The original sketch aired back in Feb. 2010, on an episode hosted by Ashton Kutcher and featuring musical guests Them Crooked Vultures. The premise is simple: A proud dad gets his old band back together to play a song at his daughter’s wedding, only for the group to bash out an early Eighties-style hardcore song, replete with diatribes about Ronald Reagan and white picket fences, all while destroying the venue.
“We’re Crisis of Conformity, thank you,” Armisen deadpans after the song, while all of (well, at least some of) the wedding attendees stand up and cheer.
In the new Ladies & Gentleman clip, Armisen remembers how the sketch came together. He enlisted Bill Nader to play bass, Kutcher to play guitar, and luckily, with Dave Grohl already around to play with Them Crooked Vultures, they had the perfect drummer available.

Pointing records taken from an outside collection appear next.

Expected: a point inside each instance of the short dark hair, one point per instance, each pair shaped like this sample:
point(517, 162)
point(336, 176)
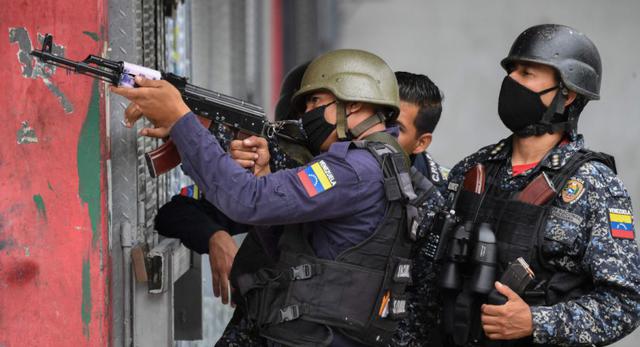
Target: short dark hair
point(421, 91)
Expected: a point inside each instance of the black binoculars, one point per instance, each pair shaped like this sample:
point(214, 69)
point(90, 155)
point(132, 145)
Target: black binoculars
point(467, 244)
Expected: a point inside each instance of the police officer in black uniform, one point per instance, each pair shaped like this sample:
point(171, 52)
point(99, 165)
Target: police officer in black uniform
point(342, 265)
point(541, 196)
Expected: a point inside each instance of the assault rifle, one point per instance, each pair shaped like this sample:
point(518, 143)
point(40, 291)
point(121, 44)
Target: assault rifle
point(244, 118)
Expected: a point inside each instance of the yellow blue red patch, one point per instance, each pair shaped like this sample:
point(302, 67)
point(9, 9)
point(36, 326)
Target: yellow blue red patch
point(317, 178)
point(572, 191)
point(621, 224)
point(191, 191)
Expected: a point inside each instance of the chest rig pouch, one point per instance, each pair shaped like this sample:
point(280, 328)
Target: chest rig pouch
point(518, 221)
point(301, 299)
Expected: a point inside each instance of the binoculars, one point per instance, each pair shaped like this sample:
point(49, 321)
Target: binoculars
point(467, 245)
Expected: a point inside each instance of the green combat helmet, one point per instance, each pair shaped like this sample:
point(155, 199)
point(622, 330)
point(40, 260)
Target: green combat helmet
point(352, 76)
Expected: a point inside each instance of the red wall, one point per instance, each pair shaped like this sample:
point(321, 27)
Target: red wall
point(54, 259)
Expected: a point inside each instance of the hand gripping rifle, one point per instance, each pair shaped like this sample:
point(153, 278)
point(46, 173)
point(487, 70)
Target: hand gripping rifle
point(244, 118)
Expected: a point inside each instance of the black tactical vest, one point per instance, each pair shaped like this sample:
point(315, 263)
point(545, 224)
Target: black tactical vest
point(297, 299)
point(519, 229)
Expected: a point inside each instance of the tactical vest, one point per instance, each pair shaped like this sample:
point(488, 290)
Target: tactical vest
point(519, 228)
point(297, 299)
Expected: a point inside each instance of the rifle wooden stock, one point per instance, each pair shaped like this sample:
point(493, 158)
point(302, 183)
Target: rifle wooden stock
point(538, 192)
point(166, 157)
point(474, 179)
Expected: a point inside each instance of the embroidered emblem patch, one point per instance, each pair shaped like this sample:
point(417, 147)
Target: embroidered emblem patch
point(317, 178)
point(621, 224)
point(191, 191)
point(572, 191)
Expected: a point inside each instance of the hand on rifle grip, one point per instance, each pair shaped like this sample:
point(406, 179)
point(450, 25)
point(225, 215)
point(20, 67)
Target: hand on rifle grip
point(252, 153)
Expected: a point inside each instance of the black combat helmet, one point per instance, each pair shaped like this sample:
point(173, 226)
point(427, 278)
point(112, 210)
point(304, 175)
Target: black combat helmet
point(567, 50)
point(290, 85)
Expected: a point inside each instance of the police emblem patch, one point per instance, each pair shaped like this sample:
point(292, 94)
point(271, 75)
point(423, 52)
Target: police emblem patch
point(621, 224)
point(572, 191)
point(316, 178)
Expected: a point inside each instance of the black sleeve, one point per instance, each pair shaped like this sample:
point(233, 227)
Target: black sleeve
point(193, 222)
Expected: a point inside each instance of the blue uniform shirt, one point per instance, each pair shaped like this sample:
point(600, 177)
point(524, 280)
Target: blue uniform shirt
point(346, 192)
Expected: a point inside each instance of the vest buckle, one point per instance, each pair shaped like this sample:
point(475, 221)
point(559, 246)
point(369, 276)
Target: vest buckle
point(301, 272)
point(289, 313)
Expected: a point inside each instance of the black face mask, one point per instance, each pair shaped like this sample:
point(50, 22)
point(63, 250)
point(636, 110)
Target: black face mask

“I didn’t have to explain anything,” Armisen says of Grohl. “He comes from that music.”
Ladies & Gentlemen… 50 Years of SNL Music is set to premiere next Monday, Jan. 27. The massive three-hour feature will dig into SNL‘s most famous music-based sketches and monumental live performances, featuring interviews with past musical guests, cast members, writers, and producers to examine the show’s musical legacy. The film will feature interviews with artists like Dua Lipa, Mick Jagger, Bad Bunny, Billie Eilish, Olivia Rodrigo, Darryl “DMC” McDaniels, and Jack White.